‘Deze generatie denkt dat je je onmogelijk dood kunt rijden in de F1’
‘Tot de limiet gaan maar nét geen brokken maken: dat is de kunst’, zegt Kris Wauters, formule 1-commentator, popmuzikant en ervaringsdeskundige.
Laten we beginnen met hét hot topic van dit seizoen: er wordt ontzettend veel geklaagd over de nieuwe Pirelli-banden.
Wauters: Pirelli heeft van de internationale automobielfederatie de vraag gekregen om voor ‘interessante’ (lacht) races te zorgen. Ze hebben de banden zachter gemaakt, opdat die sneller slijten; het doel is twee tot drie pitstops per grand prix. Het probleem voor de rijders is niet zozeer dat die banden sneller stukgaan, maar veeleer: waar ligt het temperatuurvenster waarbinnen die banden goed werken – warmer dan temperatuur x, maar kouder dan temperatuur y. En hoe rij je de banden in dat venster: snel of traag? Met sprongetjes van temperatuur naar temperatuur of gradueel? Complexe materie, en het is duidelijk dat nog niet alle teams hun data op orde hebben.
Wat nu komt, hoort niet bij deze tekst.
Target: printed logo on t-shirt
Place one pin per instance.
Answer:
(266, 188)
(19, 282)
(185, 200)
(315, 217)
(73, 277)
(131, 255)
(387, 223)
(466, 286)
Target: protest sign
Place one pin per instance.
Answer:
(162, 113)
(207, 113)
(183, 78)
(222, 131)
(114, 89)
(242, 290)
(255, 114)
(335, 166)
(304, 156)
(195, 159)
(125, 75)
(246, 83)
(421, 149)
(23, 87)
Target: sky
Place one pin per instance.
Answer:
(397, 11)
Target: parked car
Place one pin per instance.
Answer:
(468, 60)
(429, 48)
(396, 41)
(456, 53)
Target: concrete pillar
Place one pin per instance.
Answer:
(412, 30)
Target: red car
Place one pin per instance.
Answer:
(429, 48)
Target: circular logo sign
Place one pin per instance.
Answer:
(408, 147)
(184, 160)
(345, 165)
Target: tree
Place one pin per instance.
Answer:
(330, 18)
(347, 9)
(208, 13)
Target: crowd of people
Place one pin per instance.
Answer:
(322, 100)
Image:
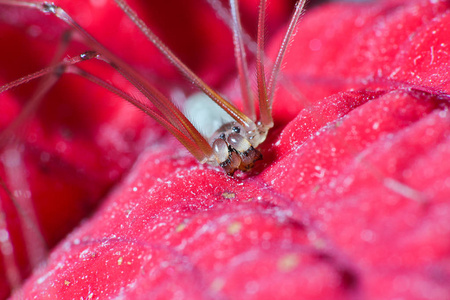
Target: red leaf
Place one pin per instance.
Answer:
(350, 202)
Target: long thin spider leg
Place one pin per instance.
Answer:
(282, 51)
(264, 110)
(181, 136)
(12, 270)
(171, 112)
(52, 75)
(225, 15)
(13, 162)
(225, 105)
(162, 103)
(241, 61)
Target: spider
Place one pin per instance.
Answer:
(232, 146)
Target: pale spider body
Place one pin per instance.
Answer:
(233, 145)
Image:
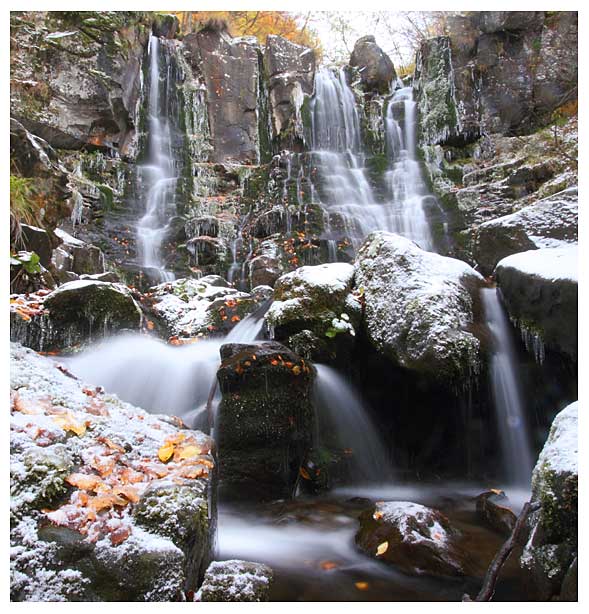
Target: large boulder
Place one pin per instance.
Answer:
(290, 70)
(314, 310)
(236, 580)
(418, 307)
(540, 291)
(375, 67)
(549, 222)
(265, 420)
(77, 312)
(416, 539)
(549, 559)
(231, 71)
(108, 502)
(197, 307)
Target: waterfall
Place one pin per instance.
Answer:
(341, 414)
(406, 188)
(158, 173)
(509, 408)
(337, 152)
(162, 378)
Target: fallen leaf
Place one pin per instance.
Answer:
(382, 548)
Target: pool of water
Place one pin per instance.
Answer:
(309, 543)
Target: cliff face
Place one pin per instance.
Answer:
(497, 106)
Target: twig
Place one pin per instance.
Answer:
(488, 589)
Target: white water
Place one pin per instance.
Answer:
(175, 380)
(341, 413)
(510, 414)
(406, 188)
(158, 174)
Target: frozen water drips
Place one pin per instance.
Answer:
(507, 396)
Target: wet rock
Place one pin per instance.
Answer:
(484, 77)
(85, 259)
(375, 66)
(264, 420)
(290, 70)
(165, 26)
(550, 222)
(38, 240)
(316, 301)
(552, 547)
(236, 580)
(96, 515)
(492, 509)
(197, 307)
(86, 93)
(419, 307)
(231, 70)
(78, 312)
(540, 291)
(416, 539)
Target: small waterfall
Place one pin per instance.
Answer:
(342, 415)
(509, 407)
(159, 173)
(162, 378)
(406, 188)
(343, 187)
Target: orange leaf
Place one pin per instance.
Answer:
(83, 481)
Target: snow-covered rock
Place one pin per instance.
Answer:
(108, 502)
(76, 312)
(540, 290)
(236, 580)
(418, 307)
(550, 222)
(314, 310)
(198, 307)
(551, 549)
(417, 539)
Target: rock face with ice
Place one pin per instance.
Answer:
(414, 538)
(550, 222)
(540, 290)
(78, 312)
(236, 580)
(550, 555)
(265, 419)
(315, 311)
(108, 502)
(418, 307)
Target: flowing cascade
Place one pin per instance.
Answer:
(511, 419)
(343, 187)
(341, 413)
(159, 377)
(159, 173)
(406, 187)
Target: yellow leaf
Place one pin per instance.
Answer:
(165, 452)
(382, 548)
(68, 423)
(186, 452)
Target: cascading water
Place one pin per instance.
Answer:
(158, 377)
(159, 172)
(406, 188)
(507, 396)
(344, 189)
(341, 412)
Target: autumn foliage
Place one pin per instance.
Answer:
(253, 23)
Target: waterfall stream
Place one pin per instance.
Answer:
(158, 173)
(507, 397)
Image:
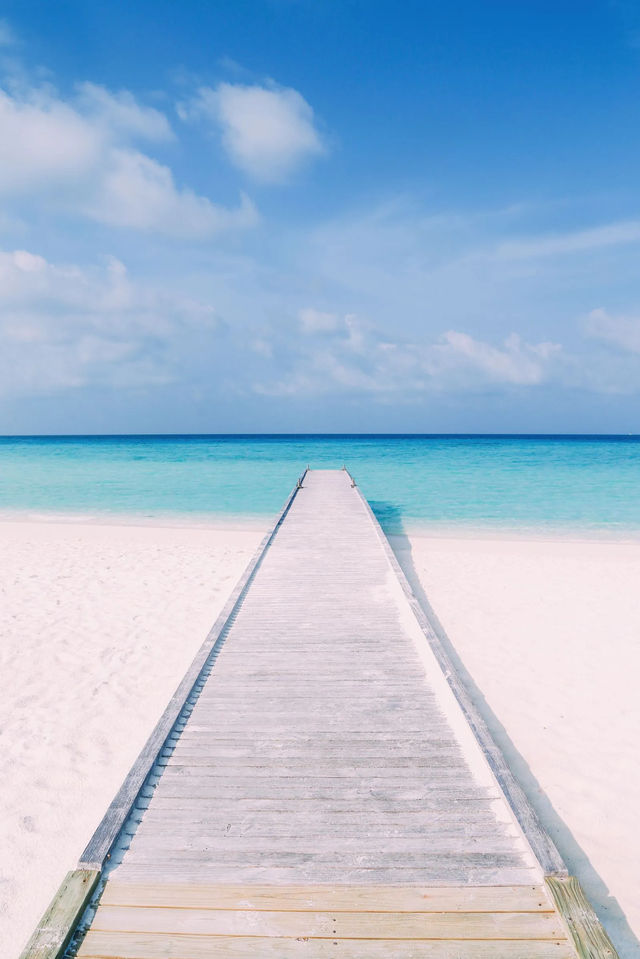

Vorig seizoen waren er in de eerste zeven GP’s zeven verschillende winnaars. Daarna begonnen de teams de banden beter te begrijpen, zagen we al eens races met maar één stop en viel het allemaal wat meer in de plooi. Dus wat deden ze bij Pirelli? De banden nóg zachter maken, nog instabieler, met de heisa van dit seizoen tot gevolg. Even terzijde: dat is dus het verschil tussen een Italiaan en een Japanner. Het Japanse Bridgestone, dat vroeger het bandencontract van de F1 had, zou hier nooit mee ingestemd hebben. Japanners willen altijd een zo goed mogelijke band maken, niet een band die de koers spannend maakt.
Het is ook niet zo dat iedereen over Pirelli klaagt. Teams zoals Lotus en Ferrari hebben hun job goed gedaan en kunnen vrij goed met die snel slijtende banden om. Red Bull, tegenwoordig het absolute topteam, slaagt daar minder in. Zij vinden dat ze eigenlijk gestraft worden omdat hun wagen aerodynamisch het best werkt; de Red Bulls gaan zo hard dat de banden sneller oververhitten. Sebastian Vettel zegt zelfs: we rijden zo hard als de band kan, niet als de auto kan.
Dat is misschien inderdaad een beetje on-formule 1, en toch ben ik er niet tegen dat de piloten weer rekening moeten houden met hun banden. Maak hardere banden en het wordt weer de processie van de snelste zoals vijf jaar geleden. Toen mocht je na de tweede bocht de uitslag van de race al bijna opschrijven. Nee, dan is het nu zeker toffer.
Anderzijds kun je ook argumenteren: hoezeer is het nog formule 1 als de rijders bij elk inhaalmanoeuvre naar de pit bellen: mag ik het duel aangaan of begeeft mijn band het dan? Koers moet koers blijven, hè. Ik denk dat het ook koers blijft, dat men net het evenwicht vindt tussen entertainment en pure race.
Uiteindelijk blijven de topteams top en blijven de beste piloten de rangschikking aanvoeren. Waarom? Het is eigen aan toppers dat ze met gelijk welke hindernis omkunnen, ook met banden die een beetje raar doen.
Vettel staat als vanouds op één. Zoals de Duitser nu rijdt, lijkt hij op weg naar een vierde wereldtitel op rij. Wauters: Die kans lijkt me niet gering. Temeer omdat hij bij Red Bull met Adrian Newey een topingenieur achter zich heeft, die kennelijk voor elk probleem een oplossing vindt waardoor die wagen heel constant punten blijft maken.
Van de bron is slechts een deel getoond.